I found this article in the Times of London online this morning about Tara Barbazon at the University of Brighton who believes that “easy access to information has dulled students’ sense of curiosity and is stifling debate.” This, of course, is an empirical question. Has Google damped curiosity and debate? Do Google-users debate less vigorously and show less intellectual curiosity than non-Google users? In the 1970s’ and ‘80s, were the late night dorm debates and discussions just rockin’ because no one could appeal to a common authority like Wikipedia or find additional information through Google? I don’t think so, but it’s something that can be empirically studied, and I would want to look at those studies before making bold pronouncements like “Google is white bread for the mind.” Barbazon is a professor of media studies who has written books like University of Google and Digital Hemlock: Internet Education and the Poisoning of Teaching that are critical of the new information age, distance learning, and tech trends in higher education. There are legions of social scientists concerned about information overload, information literacy, and the effect of the Internet on knowledge production and reception. In fact, the Communication and Information Technology section of the American Sociological Association is one of the fastest growing groups within American sociology, expanding tremendously in the last five years.

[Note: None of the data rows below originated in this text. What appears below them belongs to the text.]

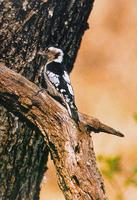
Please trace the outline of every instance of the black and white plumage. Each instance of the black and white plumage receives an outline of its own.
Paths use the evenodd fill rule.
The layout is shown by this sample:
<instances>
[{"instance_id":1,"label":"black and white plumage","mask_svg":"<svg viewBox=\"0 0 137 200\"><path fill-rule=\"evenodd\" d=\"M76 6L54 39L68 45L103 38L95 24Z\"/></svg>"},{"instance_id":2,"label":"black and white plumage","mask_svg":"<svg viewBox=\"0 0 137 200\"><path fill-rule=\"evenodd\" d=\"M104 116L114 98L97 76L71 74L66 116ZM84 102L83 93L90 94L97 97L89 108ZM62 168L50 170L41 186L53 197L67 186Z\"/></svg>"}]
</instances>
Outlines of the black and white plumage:
<instances>
[{"instance_id":1,"label":"black and white plumage","mask_svg":"<svg viewBox=\"0 0 137 200\"><path fill-rule=\"evenodd\" d=\"M67 108L71 118L78 123L79 117L73 88L67 70L63 65L63 56L64 53L59 48L49 47L47 49L48 61L44 67L44 80L49 94L61 98L62 104Z\"/></svg>"}]
</instances>

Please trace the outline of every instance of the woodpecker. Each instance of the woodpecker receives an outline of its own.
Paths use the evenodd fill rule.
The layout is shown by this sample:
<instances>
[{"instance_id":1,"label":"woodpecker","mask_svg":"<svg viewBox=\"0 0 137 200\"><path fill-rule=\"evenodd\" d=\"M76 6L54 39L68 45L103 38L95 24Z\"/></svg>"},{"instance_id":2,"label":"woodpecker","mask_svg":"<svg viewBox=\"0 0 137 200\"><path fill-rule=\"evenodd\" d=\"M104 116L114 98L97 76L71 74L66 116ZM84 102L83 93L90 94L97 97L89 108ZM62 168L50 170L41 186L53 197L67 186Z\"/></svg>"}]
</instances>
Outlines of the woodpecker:
<instances>
[{"instance_id":1,"label":"woodpecker","mask_svg":"<svg viewBox=\"0 0 137 200\"><path fill-rule=\"evenodd\" d=\"M78 124L79 116L75 105L74 92L69 74L63 64L64 53L59 48L49 47L46 55L47 63L44 66L43 75L47 91L67 108L70 117Z\"/></svg>"}]
</instances>

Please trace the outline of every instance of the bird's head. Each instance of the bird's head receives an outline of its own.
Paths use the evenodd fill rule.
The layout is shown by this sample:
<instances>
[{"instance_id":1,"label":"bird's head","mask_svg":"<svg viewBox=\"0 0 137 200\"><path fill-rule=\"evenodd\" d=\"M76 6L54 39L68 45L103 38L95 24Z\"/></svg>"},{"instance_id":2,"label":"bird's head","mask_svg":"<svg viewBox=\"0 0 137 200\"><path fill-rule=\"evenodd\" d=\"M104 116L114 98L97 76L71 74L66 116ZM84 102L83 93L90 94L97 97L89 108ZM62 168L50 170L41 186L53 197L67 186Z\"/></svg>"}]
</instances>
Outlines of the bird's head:
<instances>
[{"instance_id":1,"label":"bird's head","mask_svg":"<svg viewBox=\"0 0 137 200\"><path fill-rule=\"evenodd\" d=\"M56 48L56 47L49 47L46 50L46 56L47 56L47 62L58 62L58 63L62 63L63 61L63 56L64 53L61 49Z\"/></svg>"}]
</instances>

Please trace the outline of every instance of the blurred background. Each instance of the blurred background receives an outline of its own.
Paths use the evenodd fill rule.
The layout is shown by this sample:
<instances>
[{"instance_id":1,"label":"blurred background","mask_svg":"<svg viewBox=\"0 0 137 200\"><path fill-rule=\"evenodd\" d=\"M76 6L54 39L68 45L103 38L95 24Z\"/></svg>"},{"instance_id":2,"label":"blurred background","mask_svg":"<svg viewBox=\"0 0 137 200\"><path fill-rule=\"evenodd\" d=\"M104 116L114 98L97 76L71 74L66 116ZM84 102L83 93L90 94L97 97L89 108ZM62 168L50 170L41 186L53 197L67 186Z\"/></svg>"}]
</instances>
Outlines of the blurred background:
<instances>
[{"instance_id":1,"label":"blurred background","mask_svg":"<svg viewBox=\"0 0 137 200\"><path fill-rule=\"evenodd\" d=\"M71 74L78 109L123 132L93 134L109 200L137 200L137 0L95 0ZM40 200L64 200L52 162Z\"/></svg>"}]
</instances>

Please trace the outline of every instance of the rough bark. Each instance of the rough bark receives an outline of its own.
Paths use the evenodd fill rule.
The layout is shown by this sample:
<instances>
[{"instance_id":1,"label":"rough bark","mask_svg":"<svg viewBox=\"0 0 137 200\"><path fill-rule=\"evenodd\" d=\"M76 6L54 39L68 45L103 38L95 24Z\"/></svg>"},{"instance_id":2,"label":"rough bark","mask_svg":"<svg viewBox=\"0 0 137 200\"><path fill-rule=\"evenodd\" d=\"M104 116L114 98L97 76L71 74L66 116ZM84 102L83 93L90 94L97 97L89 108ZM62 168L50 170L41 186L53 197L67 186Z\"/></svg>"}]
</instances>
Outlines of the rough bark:
<instances>
[{"instance_id":1,"label":"rough bark","mask_svg":"<svg viewBox=\"0 0 137 200\"><path fill-rule=\"evenodd\" d=\"M106 199L89 132L101 130L123 136L121 133L82 114L83 129L79 129L64 107L5 66L0 67L0 97L8 110L30 121L44 135L66 199Z\"/></svg>"},{"instance_id":2,"label":"rough bark","mask_svg":"<svg viewBox=\"0 0 137 200\"><path fill-rule=\"evenodd\" d=\"M49 45L66 54L70 72L87 29L93 0L0 1L0 60L40 85ZM48 147L39 130L3 107L0 99L0 199L38 199Z\"/></svg>"}]
</instances>

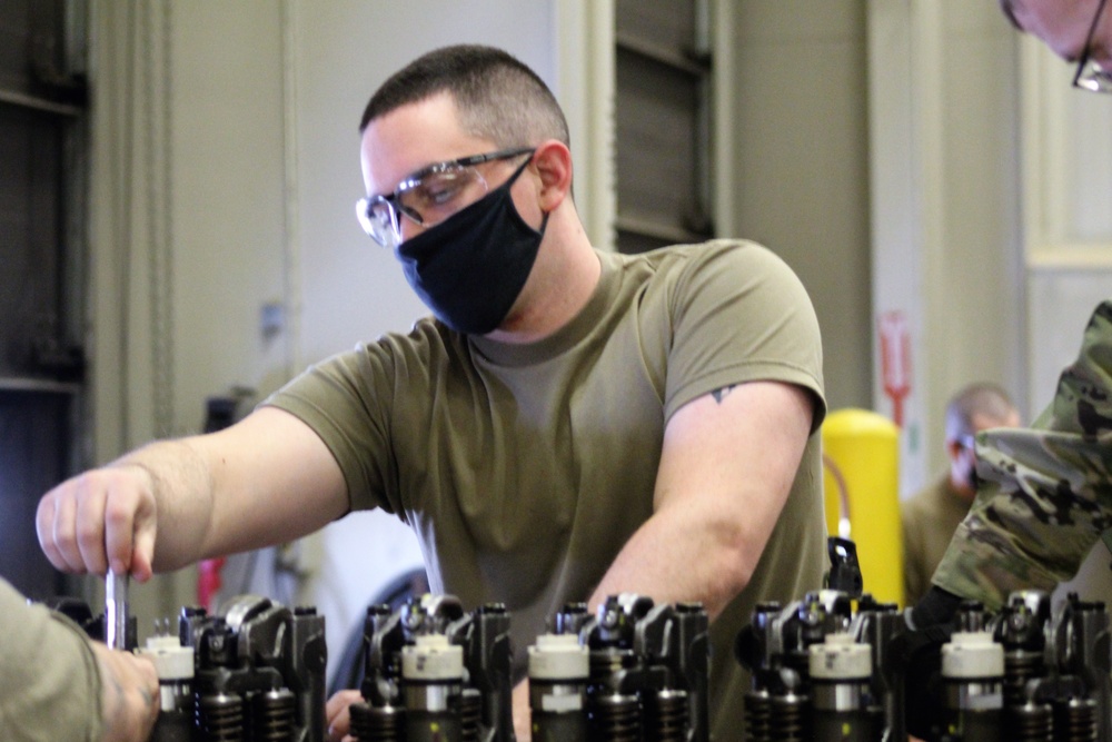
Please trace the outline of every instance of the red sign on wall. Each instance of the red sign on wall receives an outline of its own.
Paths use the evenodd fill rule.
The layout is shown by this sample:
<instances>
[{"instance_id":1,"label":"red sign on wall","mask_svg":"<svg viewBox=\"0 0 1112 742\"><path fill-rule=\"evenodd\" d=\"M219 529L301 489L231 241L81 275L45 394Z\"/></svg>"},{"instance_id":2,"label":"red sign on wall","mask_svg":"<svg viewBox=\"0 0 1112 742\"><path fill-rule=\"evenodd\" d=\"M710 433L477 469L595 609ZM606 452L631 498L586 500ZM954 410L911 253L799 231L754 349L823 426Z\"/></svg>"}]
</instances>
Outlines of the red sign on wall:
<instances>
[{"instance_id":1,"label":"red sign on wall","mask_svg":"<svg viewBox=\"0 0 1112 742\"><path fill-rule=\"evenodd\" d=\"M903 403L911 394L911 336L902 311L885 311L880 319L881 379L892 399L892 422L903 427Z\"/></svg>"}]
</instances>

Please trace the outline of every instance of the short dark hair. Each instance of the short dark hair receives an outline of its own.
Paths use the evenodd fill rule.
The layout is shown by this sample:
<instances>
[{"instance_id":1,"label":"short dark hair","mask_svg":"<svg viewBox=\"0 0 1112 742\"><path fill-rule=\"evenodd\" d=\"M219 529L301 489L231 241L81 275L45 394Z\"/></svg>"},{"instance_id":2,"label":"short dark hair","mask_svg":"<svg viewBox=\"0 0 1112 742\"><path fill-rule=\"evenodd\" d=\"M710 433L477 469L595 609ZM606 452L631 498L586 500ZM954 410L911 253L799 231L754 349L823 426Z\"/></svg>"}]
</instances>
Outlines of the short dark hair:
<instances>
[{"instance_id":1,"label":"short dark hair","mask_svg":"<svg viewBox=\"0 0 1112 742\"><path fill-rule=\"evenodd\" d=\"M465 131L497 147L544 139L570 146L564 112L544 80L506 51L478 44L436 49L395 72L370 97L359 131L401 106L440 92L451 95Z\"/></svg>"},{"instance_id":2,"label":"short dark hair","mask_svg":"<svg viewBox=\"0 0 1112 742\"><path fill-rule=\"evenodd\" d=\"M946 406L946 441L961 441L973 435L973 418L977 415L1003 423L1015 412L1012 398L997 384L977 382L955 394Z\"/></svg>"}]
</instances>

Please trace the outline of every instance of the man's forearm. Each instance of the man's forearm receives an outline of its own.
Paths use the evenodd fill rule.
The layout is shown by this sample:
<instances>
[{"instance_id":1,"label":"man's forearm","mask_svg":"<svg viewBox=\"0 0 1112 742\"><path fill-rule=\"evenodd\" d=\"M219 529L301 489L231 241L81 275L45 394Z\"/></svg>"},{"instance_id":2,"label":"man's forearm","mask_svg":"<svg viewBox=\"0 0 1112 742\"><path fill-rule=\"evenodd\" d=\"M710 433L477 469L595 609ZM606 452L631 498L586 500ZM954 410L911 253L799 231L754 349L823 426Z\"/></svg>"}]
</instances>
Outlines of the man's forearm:
<instances>
[{"instance_id":1,"label":"man's forearm","mask_svg":"<svg viewBox=\"0 0 1112 742\"><path fill-rule=\"evenodd\" d=\"M588 604L594 610L633 592L657 604L699 602L713 621L748 584L755 561L747 562L727 524L691 512L657 513L629 538Z\"/></svg>"}]
</instances>

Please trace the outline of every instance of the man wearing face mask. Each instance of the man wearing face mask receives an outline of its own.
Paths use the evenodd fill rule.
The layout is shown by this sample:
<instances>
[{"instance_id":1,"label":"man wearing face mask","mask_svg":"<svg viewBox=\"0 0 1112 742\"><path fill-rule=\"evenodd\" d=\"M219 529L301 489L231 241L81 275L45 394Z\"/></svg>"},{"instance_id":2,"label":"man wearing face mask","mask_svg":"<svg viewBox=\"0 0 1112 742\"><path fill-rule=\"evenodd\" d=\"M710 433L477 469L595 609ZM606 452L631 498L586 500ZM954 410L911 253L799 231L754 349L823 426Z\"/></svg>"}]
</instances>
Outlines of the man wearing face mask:
<instances>
[{"instance_id":1,"label":"man wearing face mask","mask_svg":"<svg viewBox=\"0 0 1112 742\"><path fill-rule=\"evenodd\" d=\"M906 604L914 605L926 594L954 530L976 496L973 436L989 428L1019 424L1019 412L1007 393L995 384L970 384L951 397L945 417L950 468L901 504Z\"/></svg>"},{"instance_id":2,"label":"man wearing face mask","mask_svg":"<svg viewBox=\"0 0 1112 742\"><path fill-rule=\"evenodd\" d=\"M60 485L39 508L47 555L143 580L381 507L418 535L434 592L506 604L518 679L569 601L702 602L712 728L736 739L735 635L825 565L822 352L800 281L741 240L592 247L559 106L500 50L417 59L360 130L357 216L434 317L310 368L226 431ZM353 700L329 703L334 739Z\"/></svg>"}]
</instances>

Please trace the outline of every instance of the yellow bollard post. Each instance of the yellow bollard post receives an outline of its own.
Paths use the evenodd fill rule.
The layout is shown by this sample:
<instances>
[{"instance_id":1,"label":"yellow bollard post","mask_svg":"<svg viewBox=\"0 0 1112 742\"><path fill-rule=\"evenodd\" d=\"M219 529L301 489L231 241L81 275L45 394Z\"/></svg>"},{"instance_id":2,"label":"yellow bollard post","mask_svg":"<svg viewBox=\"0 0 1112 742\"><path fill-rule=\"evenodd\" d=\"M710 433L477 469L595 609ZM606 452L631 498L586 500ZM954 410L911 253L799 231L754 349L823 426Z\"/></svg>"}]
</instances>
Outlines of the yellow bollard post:
<instances>
[{"instance_id":1,"label":"yellow bollard post","mask_svg":"<svg viewBox=\"0 0 1112 742\"><path fill-rule=\"evenodd\" d=\"M826 527L852 538L865 592L903 606L900 429L867 409L840 409L823 423ZM840 521L842 527L840 527ZM844 527L848 526L848 533Z\"/></svg>"}]
</instances>

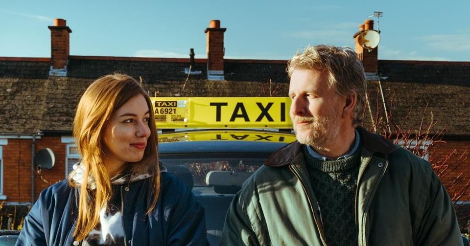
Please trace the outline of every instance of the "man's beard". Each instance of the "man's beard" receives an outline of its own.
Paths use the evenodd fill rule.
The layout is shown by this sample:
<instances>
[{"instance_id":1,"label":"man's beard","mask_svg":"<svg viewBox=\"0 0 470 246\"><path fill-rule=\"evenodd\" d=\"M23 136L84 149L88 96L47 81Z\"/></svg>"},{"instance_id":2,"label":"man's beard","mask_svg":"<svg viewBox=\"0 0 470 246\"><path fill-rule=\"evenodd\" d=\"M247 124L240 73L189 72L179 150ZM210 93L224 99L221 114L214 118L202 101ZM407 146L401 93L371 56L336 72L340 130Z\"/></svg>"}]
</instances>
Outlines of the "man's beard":
<instances>
[{"instance_id":1,"label":"man's beard","mask_svg":"<svg viewBox=\"0 0 470 246\"><path fill-rule=\"evenodd\" d=\"M298 126L300 122L310 123ZM333 114L321 117L295 116L292 123L297 141L318 149L325 149L339 135L338 119Z\"/></svg>"}]
</instances>

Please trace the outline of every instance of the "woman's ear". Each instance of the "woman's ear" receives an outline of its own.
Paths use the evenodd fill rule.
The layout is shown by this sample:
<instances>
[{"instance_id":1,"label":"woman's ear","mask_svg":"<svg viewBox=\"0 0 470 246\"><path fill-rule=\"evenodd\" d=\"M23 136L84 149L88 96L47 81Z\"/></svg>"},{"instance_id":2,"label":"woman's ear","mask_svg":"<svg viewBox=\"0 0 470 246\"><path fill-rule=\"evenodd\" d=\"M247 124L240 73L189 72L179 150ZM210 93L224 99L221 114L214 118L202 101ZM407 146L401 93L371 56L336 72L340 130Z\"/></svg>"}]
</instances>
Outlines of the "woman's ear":
<instances>
[{"instance_id":1,"label":"woman's ear","mask_svg":"<svg viewBox=\"0 0 470 246\"><path fill-rule=\"evenodd\" d=\"M343 108L343 118L352 117L356 104L357 103L357 93L351 90L346 95L344 107Z\"/></svg>"}]
</instances>

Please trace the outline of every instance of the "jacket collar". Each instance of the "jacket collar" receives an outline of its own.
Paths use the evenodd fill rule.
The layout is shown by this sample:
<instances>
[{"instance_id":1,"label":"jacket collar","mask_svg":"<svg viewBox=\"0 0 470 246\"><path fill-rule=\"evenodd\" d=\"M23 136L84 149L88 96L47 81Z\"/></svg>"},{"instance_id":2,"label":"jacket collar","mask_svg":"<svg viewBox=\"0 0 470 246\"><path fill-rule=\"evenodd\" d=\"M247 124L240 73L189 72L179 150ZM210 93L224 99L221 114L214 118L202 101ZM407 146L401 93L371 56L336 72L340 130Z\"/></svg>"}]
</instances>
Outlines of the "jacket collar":
<instances>
[{"instance_id":1,"label":"jacket collar","mask_svg":"<svg viewBox=\"0 0 470 246\"><path fill-rule=\"evenodd\" d=\"M362 148L372 155L376 153L388 154L398 148L382 136L370 133L361 127L357 127L356 130L360 135ZM297 141L287 144L273 153L264 162L264 165L278 167L290 164L301 152L302 146L302 144Z\"/></svg>"}]
</instances>

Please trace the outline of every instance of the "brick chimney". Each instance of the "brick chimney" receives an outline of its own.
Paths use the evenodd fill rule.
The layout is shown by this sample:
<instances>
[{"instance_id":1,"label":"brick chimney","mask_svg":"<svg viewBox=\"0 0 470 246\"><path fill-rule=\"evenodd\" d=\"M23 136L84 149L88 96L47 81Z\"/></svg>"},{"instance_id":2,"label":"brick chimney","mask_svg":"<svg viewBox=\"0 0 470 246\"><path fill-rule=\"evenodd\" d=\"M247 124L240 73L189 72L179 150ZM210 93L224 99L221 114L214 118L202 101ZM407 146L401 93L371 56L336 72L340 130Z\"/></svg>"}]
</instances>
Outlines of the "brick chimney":
<instances>
[{"instance_id":1,"label":"brick chimney","mask_svg":"<svg viewBox=\"0 0 470 246\"><path fill-rule=\"evenodd\" d=\"M361 46L358 42L359 34L368 30L374 30L374 21L366 20L364 24L359 25L359 31L354 35L354 43L355 43L355 51L357 53L357 57L361 62L364 66L364 69L366 75L368 77L377 76L378 64L377 61L377 55L378 46L370 49L365 47Z\"/></svg>"},{"instance_id":2,"label":"brick chimney","mask_svg":"<svg viewBox=\"0 0 470 246\"><path fill-rule=\"evenodd\" d=\"M220 28L220 21L211 21L206 28L207 49L207 79L224 80L224 33L227 28Z\"/></svg>"},{"instance_id":3,"label":"brick chimney","mask_svg":"<svg viewBox=\"0 0 470 246\"><path fill-rule=\"evenodd\" d=\"M50 60L52 63L49 75L67 75L67 64L70 50L69 34L72 30L67 26L67 21L62 19L54 20L50 30Z\"/></svg>"}]
</instances>

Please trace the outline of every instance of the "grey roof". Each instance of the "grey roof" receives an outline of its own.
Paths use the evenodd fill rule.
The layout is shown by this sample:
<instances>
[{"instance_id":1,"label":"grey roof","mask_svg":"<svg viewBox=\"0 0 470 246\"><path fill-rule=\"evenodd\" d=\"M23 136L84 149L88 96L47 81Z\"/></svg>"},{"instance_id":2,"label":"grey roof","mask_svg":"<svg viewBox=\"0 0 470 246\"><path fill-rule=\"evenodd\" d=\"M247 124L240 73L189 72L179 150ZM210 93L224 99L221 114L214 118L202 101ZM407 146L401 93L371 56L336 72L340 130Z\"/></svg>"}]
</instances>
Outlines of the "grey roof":
<instances>
[{"instance_id":1,"label":"grey roof","mask_svg":"<svg viewBox=\"0 0 470 246\"><path fill-rule=\"evenodd\" d=\"M191 74L182 91L188 59L157 59L71 57L68 76L60 77L48 76L46 61L0 59L0 133L71 131L85 89L96 78L117 71L141 77L151 96L263 96L270 80L277 88L274 95L286 96L288 89L286 61L228 60L226 80L218 81L207 80L205 59L196 59L201 74ZM430 121L432 112L435 129L445 129L448 136L470 136L470 63L379 60L379 75L396 123L416 125L428 104L424 118ZM378 81L370 81L374 116L381 107L378 88ZM366 113L368 127L372 120Z\"/></svg>"}]
</instances>

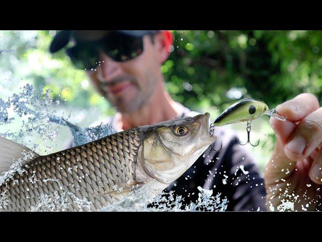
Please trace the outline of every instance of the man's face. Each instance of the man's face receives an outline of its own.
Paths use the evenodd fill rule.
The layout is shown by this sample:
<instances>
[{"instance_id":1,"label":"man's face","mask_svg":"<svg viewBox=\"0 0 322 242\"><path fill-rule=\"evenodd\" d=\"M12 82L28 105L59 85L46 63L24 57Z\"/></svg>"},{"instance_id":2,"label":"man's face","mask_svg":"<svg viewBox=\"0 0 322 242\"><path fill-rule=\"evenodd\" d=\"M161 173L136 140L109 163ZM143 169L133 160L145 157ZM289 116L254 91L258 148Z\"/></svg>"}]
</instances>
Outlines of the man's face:
<instances>
[{"instance_id":1,"label":"man's face","mask_svg":"<svg viewBox=\"0 0 322 242\"><path fill-rule=\"evenodd\" d=\"M106 34L104 31L93 32L91 35L83 36L80 33L79 37L99 40ZM143 52L125 62L116 62L100 50L100 66L96 71L87 71L97 91L121 112L139 109L151 96L156 85L160 65L154 54L156 47L149 36L143 37Z\"/></svg>"}]
</instances>

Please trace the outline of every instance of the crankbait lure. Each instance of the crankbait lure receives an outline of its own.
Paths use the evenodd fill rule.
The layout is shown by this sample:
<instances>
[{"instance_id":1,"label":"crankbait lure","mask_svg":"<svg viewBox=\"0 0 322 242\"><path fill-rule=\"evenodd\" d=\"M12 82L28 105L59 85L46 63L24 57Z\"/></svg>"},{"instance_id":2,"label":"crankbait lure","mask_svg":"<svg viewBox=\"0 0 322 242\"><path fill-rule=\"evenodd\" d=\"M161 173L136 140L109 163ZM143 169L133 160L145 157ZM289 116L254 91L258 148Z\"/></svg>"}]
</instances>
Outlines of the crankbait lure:
<instances>
[{"instance_id":1,"label":"crankbait lure","mask_svg":"<svg viewBox=\"0 0 322 242\"><path fill-rule=\"evenodd\" d=\"M257 146L259 144L259 140L257 145L253 145L250 140L251 124L253 120L258 118L264 114L267 114L282 121L286 120L275 108L269 110L267 104L263 101L252 98L245 98L228 107L217 117L213 124L212 124L213 125L210 126L210 134L213 133L215 126L223 126L229 124L247 121L247 142L242 144L238 140L238 143L241 145L245 145L249 143L253 146ZM218 151L220 150L214 150Z\"/></svg>"}]
</instances>

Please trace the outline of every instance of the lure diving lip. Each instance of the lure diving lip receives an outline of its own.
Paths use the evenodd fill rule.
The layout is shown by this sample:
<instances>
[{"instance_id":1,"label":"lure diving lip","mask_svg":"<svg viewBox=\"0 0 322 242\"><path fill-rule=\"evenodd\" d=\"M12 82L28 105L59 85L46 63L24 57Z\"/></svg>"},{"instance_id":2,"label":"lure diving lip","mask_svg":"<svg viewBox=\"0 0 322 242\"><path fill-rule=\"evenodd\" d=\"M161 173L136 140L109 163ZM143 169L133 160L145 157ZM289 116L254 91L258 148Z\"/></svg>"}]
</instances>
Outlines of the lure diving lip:
<instances>
[{"instance_id":1,"label":"lure diving lip","mask_svg":"<svg viewBox=\"0 0 322 242\"><path fill-rule=\"evenodd\" d=\"M267 114L279 120L285 121L285 118L278 113L275 108L270 110L263 101L255 98L244 98L227 108L215 119L216 126L235 123L251 121L263 114Z\"/></svg>"},{"instance_id":2,"label":"lure diving lip","mask_svg":"<svg viewBox=\"0 0 322 242\"><path fill-rule=\"evenodd\" d=\"M275 108L273 108L272 110L269 110L268 112L265 114L267 114L271 117L275 117L275 118L281 121L285 121L286 120L286 118L277 112L277 110Z\"/></svg>"},{"instance_id":3,"label":"lure diving lip","mask_svg":"<svg viewBox=\"0 0 322 242\"><path fill-rule=\"evenodd\" d=\"M253 145L250 140L251 124L253 120L258 118L264 114L267 114L282 121L286 120L275 108L270 110L267 104L263 101L252 98L244 98L229 106L217 117L210 126L210 134L213 134L215 126L223 126L235 123L247 122L247 142L242 144L238 140L238 143L241 145L250 143L253 146L257 146L259 144L259 140L257 145ZM211 148L215 151L220 150L215 150L212 146Z\"/></svg>"}]
</instances>

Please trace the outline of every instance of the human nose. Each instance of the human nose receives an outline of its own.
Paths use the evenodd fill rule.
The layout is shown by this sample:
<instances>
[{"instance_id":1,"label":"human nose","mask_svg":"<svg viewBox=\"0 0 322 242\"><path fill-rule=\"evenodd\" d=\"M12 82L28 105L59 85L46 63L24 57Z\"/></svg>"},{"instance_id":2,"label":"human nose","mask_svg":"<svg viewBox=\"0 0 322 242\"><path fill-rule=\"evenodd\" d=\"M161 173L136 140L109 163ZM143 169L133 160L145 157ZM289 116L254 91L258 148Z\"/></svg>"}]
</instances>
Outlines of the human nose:
<instances>
[{"instance_id":1,"label":"human nose","mask_svg":"<svg viewBox=\"0 0 322 242\"><path fill-rule=\"evenodd\" d=\"M119 64L102 51L100 52L100 61L99 79L101 82L109 82L119 74Z\"/></svg>"}]
</instances>

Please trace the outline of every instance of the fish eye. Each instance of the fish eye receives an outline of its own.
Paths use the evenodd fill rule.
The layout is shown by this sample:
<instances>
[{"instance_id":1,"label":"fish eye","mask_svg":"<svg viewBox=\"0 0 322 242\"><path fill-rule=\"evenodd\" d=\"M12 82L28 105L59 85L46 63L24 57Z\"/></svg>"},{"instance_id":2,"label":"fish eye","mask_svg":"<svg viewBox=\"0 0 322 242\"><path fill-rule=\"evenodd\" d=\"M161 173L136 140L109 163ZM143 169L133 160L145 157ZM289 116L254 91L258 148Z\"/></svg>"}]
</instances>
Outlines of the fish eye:
<instances>
[{"instance_id":1,"label":"fish eye","mask_svg":"<svg viewBox=\"0 0 322 242\"><path fill-rule=\"evenodd\" d=\"M248 111L250 112L250 114L253 114L256 111L256 108L254 106L251 105Z\"/></svg>"},{"instance_id":2,"label":"fish eye","mask_svg":"<svg viewBox=\"0 0 322 242\"><path fill-rule=\"evenodd\" d=\"M184 126L177 126L175 128L175 133L180 136L186 135L188 133L188 129Z\"/></svg>"}]
</instances>

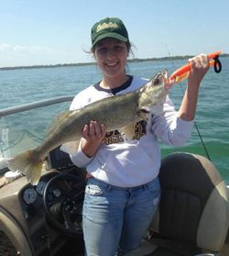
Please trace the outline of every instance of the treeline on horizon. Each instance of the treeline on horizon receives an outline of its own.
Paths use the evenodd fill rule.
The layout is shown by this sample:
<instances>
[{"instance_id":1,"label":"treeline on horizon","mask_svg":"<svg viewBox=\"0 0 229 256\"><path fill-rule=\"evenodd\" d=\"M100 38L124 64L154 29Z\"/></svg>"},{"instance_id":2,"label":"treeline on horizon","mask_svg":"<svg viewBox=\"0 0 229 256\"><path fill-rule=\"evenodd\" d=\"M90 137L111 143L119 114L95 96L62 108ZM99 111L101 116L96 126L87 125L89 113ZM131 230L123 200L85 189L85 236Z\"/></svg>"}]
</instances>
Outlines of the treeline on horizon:
<instances>
[{"instance_id":1,"label":"treeline on horizon","mask_svg":"<svg viewBox=\"0 0 229 256\"><path fill-rule=\"evenodd\" d=\"M220 57L228 57L228 53L221 54ZM185 56L169 56L160 58L147 58L147 59L131 59L127 62L143 62L143 61L176 61L176 60L187 60L193 57L193 55ZM50 65L32 65L32 66L15 66L15 67L4 67L0 68L0 71L7 70L20 70L20 69L39 69L39 68L59 68L59 67L74 67L74 66L86 66L94 65L96 62L80 62L80 63L65 63L65 64L50 64Z\"/></svg>"}]
</instances>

My first impulse is to brand Barbazon as a luddite. Instead, I’ll merely point out that I found her university homepage, information about her scholarship and teaching, and all of her books online using – you guessed it – Google.
-- Brian
3 comments:
I feel measured sympathy for Barbazon's concerns about internet information. After all, frequently information on the internet is difficult to verify, and the nature of online knowledge reproduction brings questions of who can provide "authoritative" information to the forefront. Obviously this can be problematic in the eyes of academics. Douglas Cowan writes in his book "Cyberhenge: Modern Pagans on the Internet" that "because the Internet's prime directive dictates that 'information must flow', and there is no overarching process by which information can be vetted either before or after Web publication, the problem of all but indiscriminate reproduction will continue to be an important one in any analysis...on the Web." (Cowan 2005:8). However, I don't think you can simply declare one type of information search as harmful to education and another helpful. I'm old enough to remember having to do research papers using card catalogues, and can say for certain the breadth of my knowledge and academic output has benefitted greatly from being able to search databases, access online journals, and "google" research topics. Perhaps the greater sociological concern Barbazon's work implies is not the dangers inherent in easy access to mass information, but a cultural drive towards convenience which sacrifices critical consumption? Is this a question of quantity versus quality, because I’m not sure they are mutually exclusive.
What's a card catalog?
I actually still use card catalogs when I do genealogical research at the Kansas State Historical Society. A lot of research libraries and archives still use them, but more and more is going online. When I first arrived at KU, most of the KU Spencer Research Library (where I got the Blackmar info) was only accessible through the card catalog. Now, almost all of their material is available online and the card catalog is an after thought.
The "convenience" argument I buy. For instance, the old Lexis/Nexis interface required specific search syntax, but it was very "user-controlled." Now, L/N has this "natural search" field, which pulls up what I need *most* of the time, but I don't know how it's doing its search. It was almost "easier" when I had to work a little bit. Google-like search interfaces breed a kind of researcher laziness (in my opinion).
The "authority" question seems to loom large in a lot of the debates about the internet these days.
-- Brian
I don't buy her thesis, but your own argument would be stronger if you and your first commenter spelled Tara Brabazon's name correctly, as it is spelled in your sources.
How did you successfully Google her work?